Création largement improvisée

On peut les trouver sur le site de ce Collectif Opus 89 qu’elle a créé à Fribourg en 2013 et qui raffole des pièces à fleur de peau, conçues dans l’instant. «Nous sommes la photographie devait se calquer sur Nous sommes les troubadours, une création libre à neuf comédiens, réalisée l’an dernier en quatre jours et jouée deux fois, détaille la jeune femme.

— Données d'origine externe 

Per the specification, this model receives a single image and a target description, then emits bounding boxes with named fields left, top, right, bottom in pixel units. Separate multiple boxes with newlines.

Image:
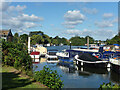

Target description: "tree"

left=52, top=39, right=58, bottom=45
left=13, top=33, right=19, bottom=43
left=20, top=34, right=28, bottom=45
left=31, top=35, right=44, bottom=44
left=69, top=36, right=86, bottom=46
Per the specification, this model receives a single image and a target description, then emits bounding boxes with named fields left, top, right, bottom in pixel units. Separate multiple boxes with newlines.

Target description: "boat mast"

left=28, top=37, right=30, bottom=53
left=87, top=36, right=89, bottom=49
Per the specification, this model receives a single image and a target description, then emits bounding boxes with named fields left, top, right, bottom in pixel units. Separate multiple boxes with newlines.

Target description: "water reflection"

left=57, top=62, right=75, bottom=73
left=110, top=71, right=120, bottom=84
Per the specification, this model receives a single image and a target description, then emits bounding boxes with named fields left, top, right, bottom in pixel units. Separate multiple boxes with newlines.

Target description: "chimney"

left=28, top=37, right=30, bottom=53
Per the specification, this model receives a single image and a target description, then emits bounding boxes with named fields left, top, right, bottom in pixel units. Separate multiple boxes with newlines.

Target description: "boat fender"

left=81, top=62, right=83, bottom=66
left=111, top=54, right=114, bottom=58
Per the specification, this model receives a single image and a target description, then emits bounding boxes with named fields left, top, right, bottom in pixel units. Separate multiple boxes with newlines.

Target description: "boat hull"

left=77, top=61, right=108, bottom=68
left=111, top=63, right=120, bottom=74
left=74, top=55, right=109, bottom=68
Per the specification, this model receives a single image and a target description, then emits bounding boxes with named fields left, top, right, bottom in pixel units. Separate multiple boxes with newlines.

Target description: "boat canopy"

left=113, top=44, right=120, bottom=46
left=78, top=53, right=101, bottom=62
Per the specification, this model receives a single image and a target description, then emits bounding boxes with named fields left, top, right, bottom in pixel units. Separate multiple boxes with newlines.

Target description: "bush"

left=2, top=41, right=32, bottom=72
left=34, top=66, right=63, bottom=89
left=99, top=82, right=120, bottom=90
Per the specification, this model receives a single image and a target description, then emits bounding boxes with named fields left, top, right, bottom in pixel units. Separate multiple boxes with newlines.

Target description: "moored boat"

left=46, top=50, right=59, bottom=63
left=30, top=51, right=40, bottom=62
left=110, top=57, right=120, bottom=74
left=74, top=53, right=109, bottom=68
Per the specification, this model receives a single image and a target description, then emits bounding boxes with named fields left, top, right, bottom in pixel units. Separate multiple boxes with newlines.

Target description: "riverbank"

left=2, top=66, right=47, bottom=90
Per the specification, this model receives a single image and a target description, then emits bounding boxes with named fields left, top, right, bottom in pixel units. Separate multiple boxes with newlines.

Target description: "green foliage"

left=99, top=82, right=120, bottom=90
left=31, top=35, right=44, bottom=44
left=34, top=66, right=63, bottom=89
left=29, top=31, right=43, bottom=36
left=20, top=34, right=28, bottom=45
left=69, top=36, right=94, bottom=46
left=2, top=41, right=32, bottom=72
left=106, top=35, right=120, bottom=45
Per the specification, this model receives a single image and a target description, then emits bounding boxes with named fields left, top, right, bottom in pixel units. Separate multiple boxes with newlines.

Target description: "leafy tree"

left=52, top=39, right=58, bottom=45
left=31, top=35, right=44, bottom=44
left=20, top=34, right=28, bottom=45
left=106, top=35, right=120, bottom=45
left=69, top=36, right=85, bottom=46
left=34, top=66, right=63, bottom=90
left=13, top=33, right=19, bottom=43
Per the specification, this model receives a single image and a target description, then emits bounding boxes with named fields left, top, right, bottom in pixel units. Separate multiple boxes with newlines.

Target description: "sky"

left=0, top=2, right=118, bottom=40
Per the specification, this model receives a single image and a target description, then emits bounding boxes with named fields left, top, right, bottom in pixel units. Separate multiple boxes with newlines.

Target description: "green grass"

left=2, top=66, right=47, bottom=90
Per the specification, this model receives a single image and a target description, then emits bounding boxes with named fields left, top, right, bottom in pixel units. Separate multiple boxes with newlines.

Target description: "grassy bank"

left=2, top=66, right=47, bottom=90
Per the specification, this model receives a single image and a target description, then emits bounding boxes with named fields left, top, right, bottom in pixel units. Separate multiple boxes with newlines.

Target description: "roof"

left=0, top=29, right=12, bottom=36
left=113, top=44, right=120, bottom=46
left=78, top=53, right=101, bottom=62
left=30, top=52, right=40, bottom=55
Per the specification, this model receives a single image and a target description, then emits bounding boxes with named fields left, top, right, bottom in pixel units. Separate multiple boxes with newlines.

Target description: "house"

left=0, top=29, right=13, bottom=41
left=30, top=51, right=40, bottom=62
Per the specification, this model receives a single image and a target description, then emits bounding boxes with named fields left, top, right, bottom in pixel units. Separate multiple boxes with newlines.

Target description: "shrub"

left=2, top=41, right=32, bottom=72
left=99, top=82, right=120, bottom=90
left=34, top=66, right=63, bottom=89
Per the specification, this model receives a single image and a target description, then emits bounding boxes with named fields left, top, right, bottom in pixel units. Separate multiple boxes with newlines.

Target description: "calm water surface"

left=34, top=46, right=120, bottom=88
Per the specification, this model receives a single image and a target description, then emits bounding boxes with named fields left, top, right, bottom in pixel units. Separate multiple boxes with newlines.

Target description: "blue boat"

left=56, top=47, right=120, bottom=61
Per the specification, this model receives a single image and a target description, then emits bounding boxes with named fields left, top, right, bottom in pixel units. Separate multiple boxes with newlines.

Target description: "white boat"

left=74, top=53, right=109, bottom=68
left=46, top=50, right=59, bottom=63
left=30, top=51, right=40, bottom=62
left=56, top=50, right=69, bottom=59
left=110, top=57, right=120, bottom=74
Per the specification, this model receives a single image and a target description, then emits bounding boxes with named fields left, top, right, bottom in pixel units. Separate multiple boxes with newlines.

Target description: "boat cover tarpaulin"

left=78, top=53, right=101, bottom=62
left=113, top=44, right=120, bottom=46
left=30, top=52, right=40, bottom=55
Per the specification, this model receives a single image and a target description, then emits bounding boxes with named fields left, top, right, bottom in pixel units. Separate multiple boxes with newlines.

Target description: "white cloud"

left=82, top=7, right=98, bottom=14
left=103, top=13, right=113, bottom=18
left=0, top=2, right=43, bottom=33
left=7, top=5, right=26, bottom=12
left=18, top=14, right=43, bottom=22
left=95, top=21, right=113, bottom=28
left=62, top=10, right=85, bottom=28
left=64, top=29, right=116, bottom=40
left=95, top=18, right=118, bottom=28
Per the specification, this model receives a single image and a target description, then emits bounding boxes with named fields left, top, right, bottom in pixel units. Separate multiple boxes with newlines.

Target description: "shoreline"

left=2, top=65, right=48, bottom=89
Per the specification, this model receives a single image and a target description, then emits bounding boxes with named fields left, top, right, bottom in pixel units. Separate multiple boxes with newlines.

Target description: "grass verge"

left=0, top=66, right=47, bottom=90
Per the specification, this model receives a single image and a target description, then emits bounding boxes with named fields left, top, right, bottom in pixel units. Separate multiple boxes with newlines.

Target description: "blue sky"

left=2, top=2, right=118, bottom=40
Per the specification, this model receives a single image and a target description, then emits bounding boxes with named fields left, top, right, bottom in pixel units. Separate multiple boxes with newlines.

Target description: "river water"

left=34, top=46, right=120, bottom=88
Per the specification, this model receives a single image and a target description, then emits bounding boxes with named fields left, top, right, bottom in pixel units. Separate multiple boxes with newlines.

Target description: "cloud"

left=95, top=21, right=113, bottom=28
left=18, top=14, right=43, bottom=22
left=7, top=5, right=26, bottom=12
left=95, top=18, right=118, bottom=28
left=62, top=10, right=85, bottom=28
left=103, top=13, right=113, bottom=18
left=82, top=7, right=98, bottom=14
left=0, top=2, right=44, bottom=33
left=64, top=29, right=116, bottom=40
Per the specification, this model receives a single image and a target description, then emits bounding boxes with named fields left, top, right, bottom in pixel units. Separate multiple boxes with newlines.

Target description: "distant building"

left=0, top=29, right=13, bottom=41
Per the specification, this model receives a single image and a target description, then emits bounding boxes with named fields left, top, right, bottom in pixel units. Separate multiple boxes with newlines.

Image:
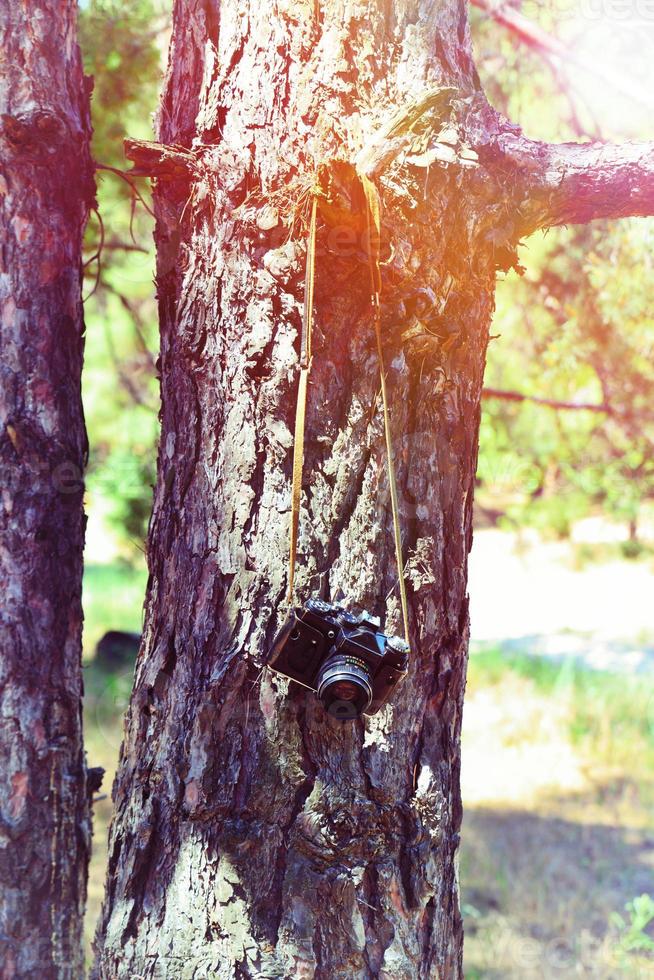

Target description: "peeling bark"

left=0, top=0, right=94, bottom=980
left=94, top=0, right=654, bottom=980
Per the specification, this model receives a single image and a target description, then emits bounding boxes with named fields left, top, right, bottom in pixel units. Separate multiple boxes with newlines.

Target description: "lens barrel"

left=316, top=654, right=372, bottom=721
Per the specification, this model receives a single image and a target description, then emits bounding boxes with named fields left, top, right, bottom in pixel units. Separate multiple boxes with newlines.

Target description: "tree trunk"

left=96, top=0, right=654, bottom=980
left=0, top=0, right=94, bottom=980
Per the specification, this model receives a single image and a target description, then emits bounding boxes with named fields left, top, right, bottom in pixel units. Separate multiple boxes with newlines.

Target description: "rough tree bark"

left=0, top=0, right=94, bottom=980
left=95, top=0, right=651, bottom=980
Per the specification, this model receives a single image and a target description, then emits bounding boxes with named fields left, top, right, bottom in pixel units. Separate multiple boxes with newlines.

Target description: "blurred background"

left=80, top=0, right=654, bottom=980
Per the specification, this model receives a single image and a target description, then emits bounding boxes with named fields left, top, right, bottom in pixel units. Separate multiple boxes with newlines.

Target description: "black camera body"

left=266, top=598, right=409, bottom=721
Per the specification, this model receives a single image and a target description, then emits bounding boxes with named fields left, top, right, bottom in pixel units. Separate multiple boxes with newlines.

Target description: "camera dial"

left=317, top=654, right=372, bottom=721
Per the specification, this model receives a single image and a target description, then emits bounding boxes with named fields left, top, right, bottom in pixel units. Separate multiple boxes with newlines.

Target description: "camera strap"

left=288, top=179, right=409, bottom=643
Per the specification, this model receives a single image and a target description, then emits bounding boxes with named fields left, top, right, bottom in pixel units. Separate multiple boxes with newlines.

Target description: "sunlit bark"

left=0, top=0, right=94, bottom=980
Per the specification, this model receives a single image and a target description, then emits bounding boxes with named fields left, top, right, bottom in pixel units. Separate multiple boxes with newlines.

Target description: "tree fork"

left=95, top=0, right=654, bottom=980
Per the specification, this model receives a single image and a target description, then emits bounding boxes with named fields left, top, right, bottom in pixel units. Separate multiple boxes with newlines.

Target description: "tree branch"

left=481, top=388, right=613, bottom=415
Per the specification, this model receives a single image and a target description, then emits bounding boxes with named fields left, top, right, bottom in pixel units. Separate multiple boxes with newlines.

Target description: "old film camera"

left=267, top=598, right=409, bottom=721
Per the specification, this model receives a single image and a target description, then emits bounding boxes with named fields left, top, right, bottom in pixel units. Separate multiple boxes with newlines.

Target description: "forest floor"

left=85, top=527, right=654, bottom=980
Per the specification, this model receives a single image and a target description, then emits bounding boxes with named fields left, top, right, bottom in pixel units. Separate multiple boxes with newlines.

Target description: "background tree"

left=0, top=0, right=94, bottom=978
left=96, top=0, right=654, bottom=978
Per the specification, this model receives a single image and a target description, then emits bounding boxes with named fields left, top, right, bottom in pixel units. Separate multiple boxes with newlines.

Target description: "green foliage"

left=80, top=0, right=168, bottom=561
left=473, top=4, right=654, bottom=544
left=79, top=0, right=166, bottom=167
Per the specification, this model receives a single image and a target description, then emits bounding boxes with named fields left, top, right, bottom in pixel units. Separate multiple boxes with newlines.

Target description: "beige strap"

left=359, top=173, right=409, bottom=643
left=288, top=194, right=318, bottom=603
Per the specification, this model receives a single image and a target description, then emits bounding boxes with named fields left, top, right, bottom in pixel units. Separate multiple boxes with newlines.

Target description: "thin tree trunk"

left=95, top=0, right=654, bottom=980
left=0, top=0, right=94, bottom=980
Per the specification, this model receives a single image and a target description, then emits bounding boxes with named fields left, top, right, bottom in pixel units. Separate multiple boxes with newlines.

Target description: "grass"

left=79, top=563, right=654, bottom=980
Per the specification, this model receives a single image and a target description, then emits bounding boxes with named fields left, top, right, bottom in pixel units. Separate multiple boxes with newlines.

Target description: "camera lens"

left=317, top=655, right=372, bottom=721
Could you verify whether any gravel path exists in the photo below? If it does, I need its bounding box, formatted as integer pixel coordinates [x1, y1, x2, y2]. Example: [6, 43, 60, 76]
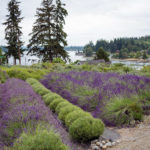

Sur des textes de ma plume, nous avions ficelé un spectacle choral, largement improvisé, avec des rendez-vous, comme des chansons, et qui profitait du cadre exceptionnel de la Tour vagabonde.»

Vu l’enthousiasme suscité par cette première proposition, le collectif fribourgeois s’apprêtait à faire de même avec des textes imaginés d’après La Photographie, de Jean-Luc Lagarce. «Tout ce processus d’écriture est tombé à cause du coronavirus. Du coup, nous disons le texte original», observe la comédienne. Au fil des dix épisodes, on entendra tout de même des monologues écrits par Joséphine de Weck d’après des anecdotes racontées par les acteurs.

Des acteurs de partout

Où vivent-ils d’ailleurs ces huit comédiens? «Une actrice vit en Bretagne, deux comédiens habitent Bruxelles, un Genève et les autres sont basés à Fribourg. Mais dans cette drôle de période de confinement, les distances sont annulées ou plutôt tout le monde est loin…» Heureusement, ces vidéos poétiques créent un moment sensible qui renforce le lien.